Ratsmitglieder können sich zu einer Fraktion[69] zusammenschließen, wobei teilweise gesetzlich eine Mindeststärke festgelegt ist (§ 23 V 2 m.v.KVerf.; § 57 NKomVG; § 56 I 2 GO NRW)[70]. Nähere Einzelheiten über die Bildung der Fraktionen sowie ihre Rechte und Pflichten regelt die Geschäftsordnung (vgl § 23 V 6 m.v.KVerf.; § 57 V NKomVG; § 56 IV 2 GO NRW)[71].

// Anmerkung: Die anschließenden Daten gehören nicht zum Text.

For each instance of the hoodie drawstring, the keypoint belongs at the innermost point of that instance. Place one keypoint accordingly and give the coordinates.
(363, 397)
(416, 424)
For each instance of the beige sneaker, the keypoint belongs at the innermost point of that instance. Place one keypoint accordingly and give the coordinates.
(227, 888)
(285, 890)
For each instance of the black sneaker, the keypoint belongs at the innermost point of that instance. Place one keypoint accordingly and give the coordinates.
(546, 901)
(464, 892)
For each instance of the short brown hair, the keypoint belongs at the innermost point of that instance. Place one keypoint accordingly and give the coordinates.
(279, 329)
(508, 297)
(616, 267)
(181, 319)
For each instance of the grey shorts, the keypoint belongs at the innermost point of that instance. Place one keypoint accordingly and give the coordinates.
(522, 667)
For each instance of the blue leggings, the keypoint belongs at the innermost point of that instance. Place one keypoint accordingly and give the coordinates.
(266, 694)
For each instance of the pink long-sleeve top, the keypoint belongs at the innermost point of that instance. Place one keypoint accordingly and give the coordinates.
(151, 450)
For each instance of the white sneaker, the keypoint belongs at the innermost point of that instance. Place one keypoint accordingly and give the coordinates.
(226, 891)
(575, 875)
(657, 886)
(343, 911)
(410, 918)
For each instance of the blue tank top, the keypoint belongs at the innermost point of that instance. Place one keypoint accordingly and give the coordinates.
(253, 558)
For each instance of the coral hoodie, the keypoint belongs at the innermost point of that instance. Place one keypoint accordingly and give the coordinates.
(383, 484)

Aus dem Grundgesetz lässt sich kein Anspruch einer Ratsfraktion ableiten, in jedem der Ausschüsse des Rates (dazu im Folgenden Rn 151) unabhängig von der Zahl ihrer Mitglieder mit Sitz und Stimme vertreten zu sein[72], doch sehen einige Gemeindeordnungen vor, dass uU Mitglieder mit beratender Stimme in den Ausschuss entsandt werden dürfen (vgl zB § 71 IV 1 NKomVG).

147

Die Wahrnehmung eines kommunalen Mandats muss allerdings auch ungeachtet der Zugehörigkeit zu einer Fraktion möglich sein, sodass ein fraktionsloses Ratsmitglied zumindest einen vollwertigen, dh mit Rede-, Antrags- und Stimmrecht ausgestatteten Ausschusssitz beanspruchen kann[73].

148

Lösungshinweis zu Fall 4 (Rn 116):

Zur Zulässigkeit einer Klage näher unten Rn 191. Für die Begründetheit gilt insoweit: Die Feststellungsklage ist begründet, wenn das behauptete Rechtsverhältnis besteht, wenn A und B also berechtigt sind, zu zweit eine Fraktion im Gemeinderat von Hinterwalde zu bilden. Die GeschO sieht vor, dass zur Fraktionsbildung mindestens drei Stadträte erforderlich sind. Fraglich ist, ob diese Rechtsvorschrift ihrerseits mit höherrangigem Recht vereinbar ist.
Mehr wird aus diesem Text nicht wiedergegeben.